International seafarer welfare charity, The Mission to Seafarers, is hosting its annual Sea Sunday celebrations online this Sunday, 11th July. The event will connect seafarers around the world’s oceans, reflecting on their hardships and celebrating their dedication over the past year.
From London to Lagos and Manila to Melbourne, the Mission’s teams across 200 ports around the world will gather together to celebrate the world’s essential workers who spend months away from their families, in often difficult conditions, to help keep our global economy afloat.
This year’s online service will take place via the Mission’s Youtube channel and is an opportunity to thank seafarers for their dedication as many have been forced to endure acute difficulties due to COVID-19, including lack of crew changes and restricted shore leave.
The Revd Canon Andrew Wright, Secretary General of The Mission will speak from St Michael Paternoster Royal church in London for the last time, reflecting on the years past and the future to come. The event will also feature Durham Cathedral Choir, as well as some very special guests, including regional chaplains and seafarers from across the globe, as well as key journalists reporting on justice and welfare cases that have happened over the past year which the Mission has supported.
It is widely recognised that life at sea is challenging and unpredictable, but the last year has magnified the challenges faced by seafarers. The current Secretary General, Revd Canon Andrew Wright, will speak to two of the previous Secretary Generals, The Revd Canon Bill Christanson and The Rt Revd Bill Down, to reflect on the changes over the years and the new welfare services being provided.
The Revd Canon Andrew Wright, Secretary General, The Mission to Seafarers, commented:
“Sea Sunday is a significant opportunity to celebrate seafarers and recognise the debt we all owe to them. Never has that been more important. Seafarers always face significant challenges but those faced during the pandemic have been truly extraordinary. While some of us are beginning to see light at the end of the pandemic tunnel, many crew continue to face great difficulties, with crew change problems remaining very serious, shore leave often restricted and with ongoing worries about family back home, not least in India.

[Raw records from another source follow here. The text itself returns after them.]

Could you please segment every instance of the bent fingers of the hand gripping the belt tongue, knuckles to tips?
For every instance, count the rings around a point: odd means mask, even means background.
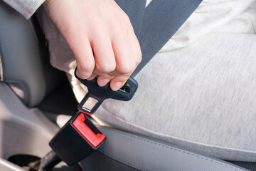
[[[119,34],[112,42],[111,38],[98,34],[93,41],[85,41],[75,48],[83,50],[83,53],[75,53],[76,49],[73,50],[78,63],[78,77],[92,80],[98,76],[98,85],[105,86],[111,81],[112,90],[118,90],[124,85],[142,59],[133,30],[127,31],[127,36]]]

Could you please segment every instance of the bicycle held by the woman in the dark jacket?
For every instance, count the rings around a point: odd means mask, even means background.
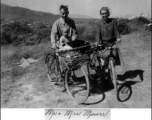
[[[93,61],[97,60],[97,62],[99,63],[100,69],[102,71],[104,71],[103,74],[106,73],[107,76],[110,76],[110,79],[111,79],[111,81],[113,82],[113,85],[114,85],[116,96],[118,98],[117,74],[116,74],[116,71],[115,71],[115,58],[114,58],[114,55],[113,55],[113,50],[114,50],[113,46],[115,44],[117,44],[117,42],[112,43],[112,44],[107,44],[107,45],[95,45],[94,47],[92,47],[92,51],[93,51],[92,58],[90,59],[90,63],[87,65],[87,69],[88,69],[89,77],[91,79],[93,79],[91,77],[91,73],[92,72],[97,73],[97,68],[95,66],[92,66],[92,63],[93,63]],[[109,54],[108,58],[104,61],[104,65],[103,65],[102,55],[108,50],[110,51],[110,54]],[[105,69],[107,69],[108,72],[105,72]]]

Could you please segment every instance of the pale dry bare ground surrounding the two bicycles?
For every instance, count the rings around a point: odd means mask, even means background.
[[[125,63],[124,77],[130,82],[131,97],[125,102],[116,99],[114,90],[103,95],[94,95],[89,104],[75,103],[67,92],[60,92],[46,75],[44,60],[26,69],[17,69],[5,64],[1,58],[1,107],[2,108],[150,108],[151,107],[151,34],[134,32],[122,36],[121,52]],[[12,54],[10,49],[2,49],[1,57]],[[14,71],[15,70],[15,71]],[[143,80],[139,74],[143,72]],[[122,77],[120,67],[117,72]],[[102,100],[101,100],[102,99]]]

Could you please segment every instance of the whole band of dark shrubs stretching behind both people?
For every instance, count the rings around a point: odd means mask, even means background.
[[[129,34],[133,30],[142,28],[139,27],[143,24],[148,24],[150,21],[144,17],[134,18],[133,20],[118,19],[118,30],[120,34]],[[93,42],[95,40],[95,22],[94,20],[77,21],[78,39]],[[2,24],[1,29],[1,44],[26,44],[35,45],[41,42],[50,40],[51,33],[50,27],[46,27],[44,23],[36,22],[31,27],[28,22],[14,21],[13,23]],[[151,28],[149,29],[151,30]]]

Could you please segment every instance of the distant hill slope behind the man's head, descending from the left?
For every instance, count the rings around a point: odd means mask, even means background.
[[[91,18],[86,15],[69,15],[73,19],[86,19]],[[46,13],[41,11],[34,11],[22,7],[13,7],[1,3],[1,19],[28,19],[32,21],[41,21],[52,24],[60,16],[52,13]]]

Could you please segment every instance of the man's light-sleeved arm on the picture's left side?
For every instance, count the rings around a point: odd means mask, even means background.
[[[52,30],[51,30],[51,44],[52,44],[52,48],[56,48],[56,39],[57,39],[58,35],[57,35],[57,24],[56,22],[54,22]]]

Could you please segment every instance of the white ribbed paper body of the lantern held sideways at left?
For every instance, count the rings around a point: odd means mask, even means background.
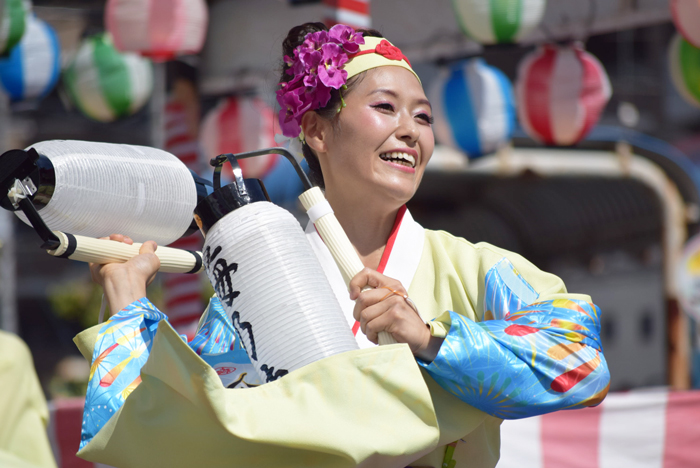
[[[175,156],[145,146],[51,140],[31,146],[53,166],[39,214],[47,226],[88,237],[113,233],[167,245],[190,227],[197,189]],[[46,200],[48,198],[48,200]],[[15,212],[29,224],[24,213]]]

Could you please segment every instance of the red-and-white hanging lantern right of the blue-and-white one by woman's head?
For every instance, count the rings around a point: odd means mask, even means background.
[[[560,146],[581,141],[612,94],[605,69],[580,44],[545,45],[526,56],[515,91],[527,134]]]

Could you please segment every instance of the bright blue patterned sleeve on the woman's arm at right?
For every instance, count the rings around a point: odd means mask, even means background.
[[[484,321],[454,312],[431,363],[447,391],[503,419],[599,404],[610,382],[600,343],[600,310],[575,295],[549,300],[503,259],[486,275]]]

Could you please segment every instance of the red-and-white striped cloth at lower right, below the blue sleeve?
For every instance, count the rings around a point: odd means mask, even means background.
[[[700,467],[700,391],[613,393],[600,406],[504,421],[497,468]]]

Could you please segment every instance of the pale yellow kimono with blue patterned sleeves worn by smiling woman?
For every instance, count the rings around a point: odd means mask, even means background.
[[[486,468],[498,460],[501,417],[602,399],[607,367],[597,309],[587,296],[566,294],[561,280],[516,254],[424,230],[408,212],[401,215],[380,269],[410,285],[423,318],[436,319],[431,331],[445,342],[433,363],[417,363],[403,344],[372,346],[360,332],[358,351],[265,385],[225,388],[204,355],[144,298],[76,337],[93,362],[85,408],[90,427],[83,429],[79,456],[120,468]],[[352,303],[340,273],[314,231],[307,236],[347,315]],[[564,320],[559,309],[591,323]],[[478,323],[485,316],[493,329]],[[480,350],[498,359],[490,362]],[[489,362],[471,375],[474,359]],[[509,362],[542,388],[533,393],[527,382],[525,390],[511,388]],[[130,365],[136,374],[127,372]],[[503,375],[488,371],[493,368]]]

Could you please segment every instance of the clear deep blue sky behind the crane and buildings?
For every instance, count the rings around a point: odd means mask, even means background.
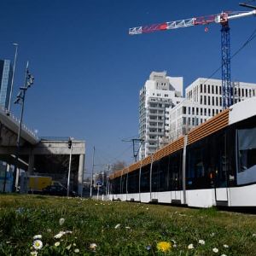
[[[138,94],[151,71],[183,76],[184,86],[220,66],[220,26],[180,28],[129,36],[133,26],[181,20],[223,10],[247,10],[238,0],[2,0],[0,58],[13,59],[20,44],[15,95],[26,60],[35,85],[27,91],[24,121],[38,136],[86,141],[86,168],[132,161]],[[256,3],[253,2],[255,5]],[[230,21],[231,53],[256,28],[254,17]],[[231,63],[232,79],[256,83],[256,40]],[[214,78],[220,79],[221,73]],[[14,106],[16,115],[20,109]]]

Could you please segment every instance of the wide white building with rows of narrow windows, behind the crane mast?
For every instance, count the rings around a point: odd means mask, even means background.
[[[234,103],[256,96],[256,84],[233,84]],[[185,96],[175,108],[167,110],[170,114],[170,141],[223,110],[222,81],[219,79],[196,79],[186,88]]]

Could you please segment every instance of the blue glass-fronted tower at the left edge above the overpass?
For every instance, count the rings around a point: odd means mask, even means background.
[[[0,106],[8,108],[13,69],[9,60],[0,60]]]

“This Sea Sunday we will remember the heroic work of seafarers everywhere and the stresses on them and their families. We will also remember with thankfulness productive partnerships across the industry that have been integral in seeking to resolve problems. Finally, we will remember the work of maritime welfare teams across the world, including those of The Mission to Seafarers. Again in acutely difficult circumstances, so many have worked so hard and so creatively to sustain support to seafarers and their families at a time when it has been so greatly needed.
“The Mission to Seafarers works in 200 ports in 50 countries, as well as providing a range of wider programme. Our online Sea Sunday service provides an opportunity to reflect a range of that work with input from a number of our teams as well as from the seafarers who are the focus of all we do. We hope it will be an occasion that can bring together seafarers and their families, our global teams, the partners and supporters who are so vital to all we do, and perhaps some who will be new to our work. These online events are one of the good things to emerge from these bleak times and we hope you will join us.”
The service will also be available to watch after its initial streaming to allow all seafarers, as well as friends and supporters of The Mission to Seafarers, to access this global celebration.